After a long battle between a Queensland grandmother and a major US corporation, the High Court has ruled that the breast cancer gene BRCA-1 cannot be patented.
In what has been described as a David and Goliath battle, two-time breast cancer survivor Yvonne D’arcy has won her High Court challenge over the ownership of the patent by US company Myriad Genetics.
Ms D’arcy, 69, initiated her fight due to concerns that the ownership of the BRCA-1 and BRCA-2 genes by a commercial entity could stifle important research that may potentially lead to more affordable treatment of breast cancer and other genetic diseases.
Ms D’arcy argued that because the genes occurred naturally, or were discovered rather than invented, they could not be patented under Australian law. The US Supreme Court had also previously ruled that the naturally occurring DNA could not be patented.
“For all those people who do have the genetic footprint for breast cancer or any cancer basically, it’s a win for them because now they’re forewarned,” she said. “The testing will be a lot cheaper and it will be more available … rather than using only Myriad’s agents at a price that nobody really can afford.”
The BRCA-1 gene received some notoriety when actress Angelina Jolie underwent a double mastectomy in 2013 after she learned that she too carried the gene which had led to the deaths of several women in her own family.
Whilst the High Court’s decision is being seen as a victory for those who argue against companies laying claim to ownership of human genetic information, others are saying the decision could have the negative effect of discouraging corporate investment which, in turn, leads to greater competition in medical research and innovation.
Medical research costs billions and the companies that pour this type of money into such research no doubt deserve to profit from it. But at what cost to the individual? I mean, corporate ownership of your DNA is surely some sort of privacy breach. To think that a corporation could own the right to something that makes you ‘you’ is quite a scary thought.
And although it is comforting for us to know that we are one step closer to owning our own bodies (and their contents), it is still important to keep in mind that without such patents, corporations may take a step back from funding innovative medical research that could benefit us all.

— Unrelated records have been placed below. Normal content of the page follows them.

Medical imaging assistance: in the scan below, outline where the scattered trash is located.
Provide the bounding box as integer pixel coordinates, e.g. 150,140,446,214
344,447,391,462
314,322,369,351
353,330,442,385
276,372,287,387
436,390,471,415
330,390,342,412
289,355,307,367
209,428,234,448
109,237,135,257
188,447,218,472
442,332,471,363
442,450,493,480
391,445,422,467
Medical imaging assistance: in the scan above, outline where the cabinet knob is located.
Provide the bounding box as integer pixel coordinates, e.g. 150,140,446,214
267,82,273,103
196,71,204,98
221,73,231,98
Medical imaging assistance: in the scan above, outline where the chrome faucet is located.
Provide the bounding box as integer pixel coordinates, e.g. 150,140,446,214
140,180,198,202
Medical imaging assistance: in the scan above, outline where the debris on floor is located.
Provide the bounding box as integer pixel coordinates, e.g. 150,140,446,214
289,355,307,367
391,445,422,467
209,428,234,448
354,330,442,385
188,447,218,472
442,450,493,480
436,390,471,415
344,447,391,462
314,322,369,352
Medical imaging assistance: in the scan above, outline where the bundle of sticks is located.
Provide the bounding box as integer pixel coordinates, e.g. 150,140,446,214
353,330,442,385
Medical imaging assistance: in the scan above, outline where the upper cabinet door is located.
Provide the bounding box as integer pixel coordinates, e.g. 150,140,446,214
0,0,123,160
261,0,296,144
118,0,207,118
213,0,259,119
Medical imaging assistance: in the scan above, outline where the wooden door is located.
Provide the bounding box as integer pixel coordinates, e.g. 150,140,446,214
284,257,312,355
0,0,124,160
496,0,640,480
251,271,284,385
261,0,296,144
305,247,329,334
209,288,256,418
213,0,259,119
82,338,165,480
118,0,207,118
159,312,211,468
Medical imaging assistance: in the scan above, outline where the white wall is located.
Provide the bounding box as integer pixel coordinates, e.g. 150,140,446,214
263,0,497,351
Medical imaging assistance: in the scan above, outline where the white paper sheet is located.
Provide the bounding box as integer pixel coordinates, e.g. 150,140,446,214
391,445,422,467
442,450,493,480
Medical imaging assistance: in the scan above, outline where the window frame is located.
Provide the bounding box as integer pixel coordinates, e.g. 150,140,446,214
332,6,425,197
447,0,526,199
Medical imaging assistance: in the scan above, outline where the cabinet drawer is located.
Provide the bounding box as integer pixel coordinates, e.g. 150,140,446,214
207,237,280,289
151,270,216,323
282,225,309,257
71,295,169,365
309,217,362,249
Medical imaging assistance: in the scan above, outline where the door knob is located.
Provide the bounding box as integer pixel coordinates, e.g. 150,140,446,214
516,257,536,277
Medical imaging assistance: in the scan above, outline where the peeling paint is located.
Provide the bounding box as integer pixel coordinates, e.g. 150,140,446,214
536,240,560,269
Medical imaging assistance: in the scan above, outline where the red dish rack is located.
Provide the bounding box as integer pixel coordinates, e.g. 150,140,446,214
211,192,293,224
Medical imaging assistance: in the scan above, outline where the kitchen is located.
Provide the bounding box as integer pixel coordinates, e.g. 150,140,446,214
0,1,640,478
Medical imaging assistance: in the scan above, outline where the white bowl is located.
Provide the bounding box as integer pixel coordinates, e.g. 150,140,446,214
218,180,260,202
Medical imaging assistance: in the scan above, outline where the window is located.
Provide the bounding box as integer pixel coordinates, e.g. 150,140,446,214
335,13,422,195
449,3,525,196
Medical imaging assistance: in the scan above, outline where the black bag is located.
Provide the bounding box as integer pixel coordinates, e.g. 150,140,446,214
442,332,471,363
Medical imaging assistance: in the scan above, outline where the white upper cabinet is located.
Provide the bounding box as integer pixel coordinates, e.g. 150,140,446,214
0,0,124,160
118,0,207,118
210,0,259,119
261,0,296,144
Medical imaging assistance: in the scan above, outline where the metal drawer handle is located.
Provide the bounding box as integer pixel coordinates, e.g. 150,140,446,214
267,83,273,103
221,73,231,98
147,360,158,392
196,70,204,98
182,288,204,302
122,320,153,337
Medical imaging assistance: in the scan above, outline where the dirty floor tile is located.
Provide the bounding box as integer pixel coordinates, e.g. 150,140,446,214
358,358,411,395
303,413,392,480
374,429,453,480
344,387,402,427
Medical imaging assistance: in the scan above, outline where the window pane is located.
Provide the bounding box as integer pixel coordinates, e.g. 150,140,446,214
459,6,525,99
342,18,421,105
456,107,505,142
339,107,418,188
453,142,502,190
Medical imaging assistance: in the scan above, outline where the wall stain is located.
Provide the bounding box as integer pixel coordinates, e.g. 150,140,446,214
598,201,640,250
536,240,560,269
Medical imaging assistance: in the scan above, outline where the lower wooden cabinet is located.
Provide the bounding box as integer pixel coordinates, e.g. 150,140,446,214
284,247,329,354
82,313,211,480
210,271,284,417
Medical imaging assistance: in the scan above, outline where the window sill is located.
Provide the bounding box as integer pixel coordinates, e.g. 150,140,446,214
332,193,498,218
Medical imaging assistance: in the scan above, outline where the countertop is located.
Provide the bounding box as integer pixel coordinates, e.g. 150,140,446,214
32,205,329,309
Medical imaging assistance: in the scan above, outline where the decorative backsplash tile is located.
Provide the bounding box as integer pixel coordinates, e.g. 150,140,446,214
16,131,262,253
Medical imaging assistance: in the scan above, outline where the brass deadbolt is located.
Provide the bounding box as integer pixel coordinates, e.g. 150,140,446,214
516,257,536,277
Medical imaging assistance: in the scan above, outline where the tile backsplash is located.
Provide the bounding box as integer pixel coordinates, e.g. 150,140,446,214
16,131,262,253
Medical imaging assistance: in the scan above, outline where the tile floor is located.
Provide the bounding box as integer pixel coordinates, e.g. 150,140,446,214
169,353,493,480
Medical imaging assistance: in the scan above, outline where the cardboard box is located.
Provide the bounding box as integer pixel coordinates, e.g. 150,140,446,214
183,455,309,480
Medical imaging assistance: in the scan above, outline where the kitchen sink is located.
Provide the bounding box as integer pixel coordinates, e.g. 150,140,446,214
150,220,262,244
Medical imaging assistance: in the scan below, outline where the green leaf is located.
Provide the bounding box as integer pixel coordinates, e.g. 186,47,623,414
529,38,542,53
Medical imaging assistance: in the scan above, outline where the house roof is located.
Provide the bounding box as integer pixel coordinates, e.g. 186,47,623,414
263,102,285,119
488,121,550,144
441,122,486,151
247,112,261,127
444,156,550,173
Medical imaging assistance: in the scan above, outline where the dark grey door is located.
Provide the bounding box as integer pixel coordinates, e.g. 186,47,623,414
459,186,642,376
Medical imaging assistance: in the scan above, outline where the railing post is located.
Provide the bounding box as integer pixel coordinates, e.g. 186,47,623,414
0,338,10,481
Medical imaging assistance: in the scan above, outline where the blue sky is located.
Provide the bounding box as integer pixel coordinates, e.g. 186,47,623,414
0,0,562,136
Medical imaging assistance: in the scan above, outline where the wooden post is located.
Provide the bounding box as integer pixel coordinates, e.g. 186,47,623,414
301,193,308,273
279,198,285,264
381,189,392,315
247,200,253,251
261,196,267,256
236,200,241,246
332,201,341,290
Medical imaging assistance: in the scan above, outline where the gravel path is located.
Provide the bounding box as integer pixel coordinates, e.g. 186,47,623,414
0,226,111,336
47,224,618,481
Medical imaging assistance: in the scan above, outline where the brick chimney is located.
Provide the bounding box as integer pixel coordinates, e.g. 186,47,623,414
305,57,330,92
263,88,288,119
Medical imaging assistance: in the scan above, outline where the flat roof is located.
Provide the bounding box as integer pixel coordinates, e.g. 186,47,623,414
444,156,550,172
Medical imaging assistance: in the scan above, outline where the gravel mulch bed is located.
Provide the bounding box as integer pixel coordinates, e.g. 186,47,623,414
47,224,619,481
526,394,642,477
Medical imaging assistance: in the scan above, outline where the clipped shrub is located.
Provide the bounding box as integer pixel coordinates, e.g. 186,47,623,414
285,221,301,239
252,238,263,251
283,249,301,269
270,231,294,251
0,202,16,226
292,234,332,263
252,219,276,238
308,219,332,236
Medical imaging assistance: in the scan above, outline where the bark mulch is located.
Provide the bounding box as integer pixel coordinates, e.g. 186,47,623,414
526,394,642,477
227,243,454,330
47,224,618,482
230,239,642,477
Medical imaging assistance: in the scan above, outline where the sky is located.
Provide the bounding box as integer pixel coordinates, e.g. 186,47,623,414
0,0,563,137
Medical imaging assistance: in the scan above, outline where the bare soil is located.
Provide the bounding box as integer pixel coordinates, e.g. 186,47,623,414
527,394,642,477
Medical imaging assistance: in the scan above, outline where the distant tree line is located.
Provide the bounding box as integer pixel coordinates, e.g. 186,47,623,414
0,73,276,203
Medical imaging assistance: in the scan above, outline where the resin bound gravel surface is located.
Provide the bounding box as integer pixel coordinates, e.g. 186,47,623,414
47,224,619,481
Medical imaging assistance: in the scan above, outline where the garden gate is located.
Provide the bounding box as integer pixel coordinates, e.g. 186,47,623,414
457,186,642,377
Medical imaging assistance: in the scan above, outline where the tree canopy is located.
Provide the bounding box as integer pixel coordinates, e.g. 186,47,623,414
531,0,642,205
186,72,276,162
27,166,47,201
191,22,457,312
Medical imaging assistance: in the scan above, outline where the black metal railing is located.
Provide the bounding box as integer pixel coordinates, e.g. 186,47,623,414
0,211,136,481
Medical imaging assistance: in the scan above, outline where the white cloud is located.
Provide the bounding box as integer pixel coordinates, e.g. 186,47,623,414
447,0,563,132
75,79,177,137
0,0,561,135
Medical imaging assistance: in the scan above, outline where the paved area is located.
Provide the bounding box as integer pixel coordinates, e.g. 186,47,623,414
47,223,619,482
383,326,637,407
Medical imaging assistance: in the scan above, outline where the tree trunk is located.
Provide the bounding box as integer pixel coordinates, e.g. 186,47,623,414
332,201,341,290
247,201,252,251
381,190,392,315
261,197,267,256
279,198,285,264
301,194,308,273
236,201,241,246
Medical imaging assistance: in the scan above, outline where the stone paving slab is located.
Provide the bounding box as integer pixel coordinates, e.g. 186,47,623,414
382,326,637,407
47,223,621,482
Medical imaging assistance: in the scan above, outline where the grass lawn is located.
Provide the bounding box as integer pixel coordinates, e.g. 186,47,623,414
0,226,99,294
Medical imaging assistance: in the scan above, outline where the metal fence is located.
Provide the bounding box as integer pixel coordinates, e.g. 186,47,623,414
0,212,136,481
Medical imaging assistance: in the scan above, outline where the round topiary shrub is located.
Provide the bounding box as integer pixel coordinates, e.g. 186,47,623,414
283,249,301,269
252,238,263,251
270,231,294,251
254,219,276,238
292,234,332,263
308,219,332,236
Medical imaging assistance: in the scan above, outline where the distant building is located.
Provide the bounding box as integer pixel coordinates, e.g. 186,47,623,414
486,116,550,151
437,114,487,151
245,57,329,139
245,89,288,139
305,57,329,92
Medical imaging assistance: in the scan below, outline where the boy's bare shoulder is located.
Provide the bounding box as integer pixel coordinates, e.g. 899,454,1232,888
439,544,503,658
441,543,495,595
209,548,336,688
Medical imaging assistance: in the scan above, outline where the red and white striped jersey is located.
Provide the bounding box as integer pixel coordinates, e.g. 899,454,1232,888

I’m not saying that I think any company should have the right to own our DNA, but the prevention of future genetic patents does pose some interesting questions.
If corporations are prohibited from profiting from such research, treatments, medicines and cures may still come, but they may not happen in as timely a manner. And if you’re on death’s doorstep, and it’s the difference between a cure and the right to own your own DNA, which would you choose?
According to the head of Slater and Gordon’s medical law practice Bill Madden, the Federal Government needs to decide what can and cannot be patented in the future by medical and pharmaceutical research companies.
This ruling alone may pave the way for more companies to have the right to invest in research that helps to prevent breast and ovarian cancer or leads to more affordable treatments but, perhaps more importantly, it may also provide a case study for how similar genetic patent cases could work.
How do you feel about this ruling? Does the fact that corporations could potentially own patents on human genetics worry you? Or do you feel that the companies that spend on this type of medical research deserve to profit? Do you have an issue with this trade off? If you were diagnosed with a terminal illness, would you have a problem with choosing between a company owning your DNA and a potential cure?